First one, the guy pretty much used her for citizenship and sex. She got pregnant. He went upstate to his sister's place and didn't come back for a while. My mom went after him and asked what he wanted and what was going to become of their marriage. They divorced. She [terminated the pregnancy]. She told me he was abnormally close to his sister. Maybe biased...
The second time my mom really tried to make it work. 20-ish years later and two kids later, my parents had a nasty divorce. My dad was and still is somewhat of an alcoholic. Rehab on several occasions. Cheated. Done drugs occasionally. Possibly sexually abusive, my mother is pretty conservative and didn't want to divulge more. Emotionally and physically abusive and manipulative. My mom and dad really tried to make it work, but some people aren't made to get along. My parents are those people.
It's not for everyone. There are bad endings. My parents are unfortunately that example.
Their Parents' Marriage Made Them Against Arranged Marriages
From Redditor /u/tmpanony:
My parents and at least one of my aunts from my mother's side were in arranged marriages. The aunt was married to my father's cousin. Both are divorced now. My home was a hellhole that I hated coming back to after school.
Note: My grandparents were the ones that arranged the marriage. My mother had very little say in the matter.
My mother was younger than my father, so she was submissive. My father took advantage of it and verbally abused her whenever he felt like it. There wasn't any physical abuse because he knew enough to not cross that line with her. My siblings and I, however, were fair game. I know that I was a brat as a kid, but when you hit your kid for every mistake, there's something wrong with you. I ended up becoming physically abusive towards my siblings. He cheated on my mother frequently and with little regard for any consequences. It happened so often that all my father's and mother's relatives know about it. From my mother being constantly sad to the chaos that happens whenever my father was home, I didn't enjoy my childhood in that house.
My mother finally decided to kick him out after he secretly took all their money (shared bank account) on a trip to Southeast Asia (he called [and] told us after he arrived there).
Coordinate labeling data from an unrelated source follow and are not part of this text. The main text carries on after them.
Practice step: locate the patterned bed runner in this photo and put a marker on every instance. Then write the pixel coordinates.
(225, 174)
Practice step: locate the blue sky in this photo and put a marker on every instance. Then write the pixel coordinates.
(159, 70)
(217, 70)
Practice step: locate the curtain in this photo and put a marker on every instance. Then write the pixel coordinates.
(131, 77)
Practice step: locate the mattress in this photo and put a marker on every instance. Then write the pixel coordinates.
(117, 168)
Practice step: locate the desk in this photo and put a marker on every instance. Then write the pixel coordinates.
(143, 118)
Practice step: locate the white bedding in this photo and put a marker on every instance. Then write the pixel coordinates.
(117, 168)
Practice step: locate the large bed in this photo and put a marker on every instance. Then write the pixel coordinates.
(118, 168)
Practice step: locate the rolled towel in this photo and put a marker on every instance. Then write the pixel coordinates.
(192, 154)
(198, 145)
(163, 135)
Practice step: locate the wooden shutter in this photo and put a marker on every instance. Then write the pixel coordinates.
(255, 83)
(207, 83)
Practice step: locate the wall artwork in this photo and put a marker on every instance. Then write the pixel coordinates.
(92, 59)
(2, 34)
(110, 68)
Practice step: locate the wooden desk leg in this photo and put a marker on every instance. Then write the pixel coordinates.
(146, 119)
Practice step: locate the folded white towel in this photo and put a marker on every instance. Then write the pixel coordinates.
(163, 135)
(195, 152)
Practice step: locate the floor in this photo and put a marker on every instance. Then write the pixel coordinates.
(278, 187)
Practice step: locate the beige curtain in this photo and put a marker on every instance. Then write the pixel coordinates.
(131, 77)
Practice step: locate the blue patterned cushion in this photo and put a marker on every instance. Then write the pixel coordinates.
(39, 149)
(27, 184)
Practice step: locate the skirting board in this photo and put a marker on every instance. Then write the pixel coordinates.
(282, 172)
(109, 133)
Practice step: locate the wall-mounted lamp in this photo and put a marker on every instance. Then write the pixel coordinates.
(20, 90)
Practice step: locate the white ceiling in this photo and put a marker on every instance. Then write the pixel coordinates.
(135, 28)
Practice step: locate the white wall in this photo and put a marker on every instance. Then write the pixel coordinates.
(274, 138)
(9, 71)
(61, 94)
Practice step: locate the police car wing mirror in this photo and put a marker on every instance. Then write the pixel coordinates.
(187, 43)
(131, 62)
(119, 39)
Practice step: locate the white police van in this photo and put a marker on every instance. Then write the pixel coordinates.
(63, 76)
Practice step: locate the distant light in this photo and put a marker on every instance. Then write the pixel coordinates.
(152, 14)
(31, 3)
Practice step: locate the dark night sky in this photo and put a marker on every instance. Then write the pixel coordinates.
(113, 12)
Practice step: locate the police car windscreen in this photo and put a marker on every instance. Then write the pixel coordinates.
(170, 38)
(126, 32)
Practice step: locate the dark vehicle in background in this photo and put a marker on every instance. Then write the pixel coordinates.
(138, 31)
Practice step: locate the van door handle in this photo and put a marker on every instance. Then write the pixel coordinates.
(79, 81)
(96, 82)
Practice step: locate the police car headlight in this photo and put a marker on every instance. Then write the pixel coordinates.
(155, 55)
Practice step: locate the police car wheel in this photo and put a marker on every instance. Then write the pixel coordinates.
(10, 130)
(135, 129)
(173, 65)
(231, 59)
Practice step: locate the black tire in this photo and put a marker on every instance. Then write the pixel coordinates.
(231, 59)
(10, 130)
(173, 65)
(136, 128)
A nasty divorce followed soon after. Now, they both try their best to not talk or be around one another. Unsurprisingly, pretty much the same thing happened with my aunt.
I personally hate the idea of arranged marriages where either the bride or groom has very little participation in the selection process.
They Went From A Serious Relationship Into An Arranged Marriage
From Redditor /u/AK840:
I have been married for five years now. We are very happy and have a two-and-a-half-year-old daughter. I was recovering from a breakup after a serious relationship when my parents sort of forced me into meeting my now-wife.
We met and chatted for a few hours and then spoke maybe a couple of times on the phone before we agreed to get married. At that time, I had a lot of doubts about this working out, but we seem to be very compatible in many ways, more so than in any of the relationships I'd had.
I think arranged marriages can work as long as both partners give it time, and are willing to look past the small things, but then, I guess that's true for any marriage.